Siedzę na gorącym piasku, piję piwo, bezalkoholowe oczywiście;), bo chociaż żyjemy podobno w wolnym kraju, to picie prawdziwego piwa na plaży jest nielegalne(!) i myślę sobie, że te golasy to jednak jakiś inny, sympatyczniejszy „sort” ludzi. Uśmiechnięci, otwarci, dowcipni... Po dwóch dniach znajome twarze mówią nam już z uśmiechem „dzień dobry” i „do widzenia”, a pewna starsza para żartuje: „dlaczego dzisiaj tak późno? Odnotowujemy państwu spóźnienie!” Nie wiem, z czego to się bierze. W każdym razie z moich obserwacji wynika, że świat bez ubrań byłby zdecydowanie przyjemniejszym miejscem do życia. I parafrazując Bareję, aż prosi się, żeby do najlepszych lokali wpuszczać tylko ludzi zupełnie rozebranych, w myśl zasady, że klient bez ubrania jest mniej awanturujący się!
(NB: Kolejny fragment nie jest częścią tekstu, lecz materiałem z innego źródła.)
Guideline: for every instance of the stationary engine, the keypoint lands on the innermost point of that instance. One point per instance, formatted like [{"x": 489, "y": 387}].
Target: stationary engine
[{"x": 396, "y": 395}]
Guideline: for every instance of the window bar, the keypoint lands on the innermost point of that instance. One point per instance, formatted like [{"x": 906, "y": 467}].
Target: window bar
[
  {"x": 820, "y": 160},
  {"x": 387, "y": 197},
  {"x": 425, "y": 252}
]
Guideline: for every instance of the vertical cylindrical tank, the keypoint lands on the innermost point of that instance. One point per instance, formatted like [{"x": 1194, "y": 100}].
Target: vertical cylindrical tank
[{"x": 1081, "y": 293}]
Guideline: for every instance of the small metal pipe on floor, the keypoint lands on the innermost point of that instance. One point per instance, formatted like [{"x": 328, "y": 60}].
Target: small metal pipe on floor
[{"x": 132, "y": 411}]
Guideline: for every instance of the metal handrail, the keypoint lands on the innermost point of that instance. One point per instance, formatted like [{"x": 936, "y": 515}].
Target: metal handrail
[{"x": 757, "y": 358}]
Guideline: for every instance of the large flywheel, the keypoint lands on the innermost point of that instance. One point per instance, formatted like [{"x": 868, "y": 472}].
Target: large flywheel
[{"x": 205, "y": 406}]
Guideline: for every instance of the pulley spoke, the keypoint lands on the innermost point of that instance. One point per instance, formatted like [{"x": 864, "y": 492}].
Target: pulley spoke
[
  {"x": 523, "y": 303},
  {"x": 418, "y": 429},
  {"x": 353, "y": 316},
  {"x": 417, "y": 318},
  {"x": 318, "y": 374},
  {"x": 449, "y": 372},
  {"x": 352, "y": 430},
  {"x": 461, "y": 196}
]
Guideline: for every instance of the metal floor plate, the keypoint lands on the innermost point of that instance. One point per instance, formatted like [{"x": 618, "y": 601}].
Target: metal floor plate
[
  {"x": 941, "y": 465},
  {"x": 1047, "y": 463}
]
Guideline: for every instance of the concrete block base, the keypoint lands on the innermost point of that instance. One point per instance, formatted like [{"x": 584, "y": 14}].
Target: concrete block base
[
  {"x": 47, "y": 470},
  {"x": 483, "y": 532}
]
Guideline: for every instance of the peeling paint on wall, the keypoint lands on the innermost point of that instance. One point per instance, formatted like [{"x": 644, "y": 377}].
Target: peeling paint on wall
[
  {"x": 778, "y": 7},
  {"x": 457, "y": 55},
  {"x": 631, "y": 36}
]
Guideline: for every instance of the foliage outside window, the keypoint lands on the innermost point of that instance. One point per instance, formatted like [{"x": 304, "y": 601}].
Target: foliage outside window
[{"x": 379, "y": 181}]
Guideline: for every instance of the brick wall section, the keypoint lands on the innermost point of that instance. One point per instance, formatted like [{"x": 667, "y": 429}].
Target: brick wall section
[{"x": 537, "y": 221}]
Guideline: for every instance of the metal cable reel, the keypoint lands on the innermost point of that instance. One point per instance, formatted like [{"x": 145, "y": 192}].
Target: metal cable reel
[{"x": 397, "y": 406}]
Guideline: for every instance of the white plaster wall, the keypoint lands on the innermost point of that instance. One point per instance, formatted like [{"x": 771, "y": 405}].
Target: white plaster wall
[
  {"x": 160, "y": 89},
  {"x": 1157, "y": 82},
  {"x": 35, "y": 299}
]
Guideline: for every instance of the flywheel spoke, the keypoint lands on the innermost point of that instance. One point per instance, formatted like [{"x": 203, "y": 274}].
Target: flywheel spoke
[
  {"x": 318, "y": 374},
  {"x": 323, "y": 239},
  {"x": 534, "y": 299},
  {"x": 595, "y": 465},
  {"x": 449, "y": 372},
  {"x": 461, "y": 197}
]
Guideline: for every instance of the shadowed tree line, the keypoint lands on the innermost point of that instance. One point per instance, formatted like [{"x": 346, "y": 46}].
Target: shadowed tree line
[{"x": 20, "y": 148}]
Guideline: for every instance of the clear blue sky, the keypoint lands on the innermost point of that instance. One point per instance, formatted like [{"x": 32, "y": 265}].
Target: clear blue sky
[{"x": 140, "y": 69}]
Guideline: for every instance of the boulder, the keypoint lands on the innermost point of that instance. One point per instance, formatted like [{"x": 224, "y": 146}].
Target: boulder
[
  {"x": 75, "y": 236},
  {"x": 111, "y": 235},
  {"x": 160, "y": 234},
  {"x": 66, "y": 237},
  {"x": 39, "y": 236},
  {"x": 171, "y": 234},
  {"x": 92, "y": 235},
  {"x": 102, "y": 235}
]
No ale wszystko, co dobre, szybko się kończy. Ledwie się poznaliśmy, a już trzeba się żegnać. Ania żartuje, że skoro widzieliśmy się już nago, to chyba możemy się na pożegnanie poprzytulać. W sumie nie znam się na nagiej etykiecie, ale to nawet ma sens. Przytulamy, żegnamy, dzieci płaczą na pożegnanie. Może do zobaczenia za rok!
Ostatniego dnia odwiedzamy jeszcze Kołobrzeg na tradycyjne krótkie zwiedzanie, a po południu żegnamy się z morzem.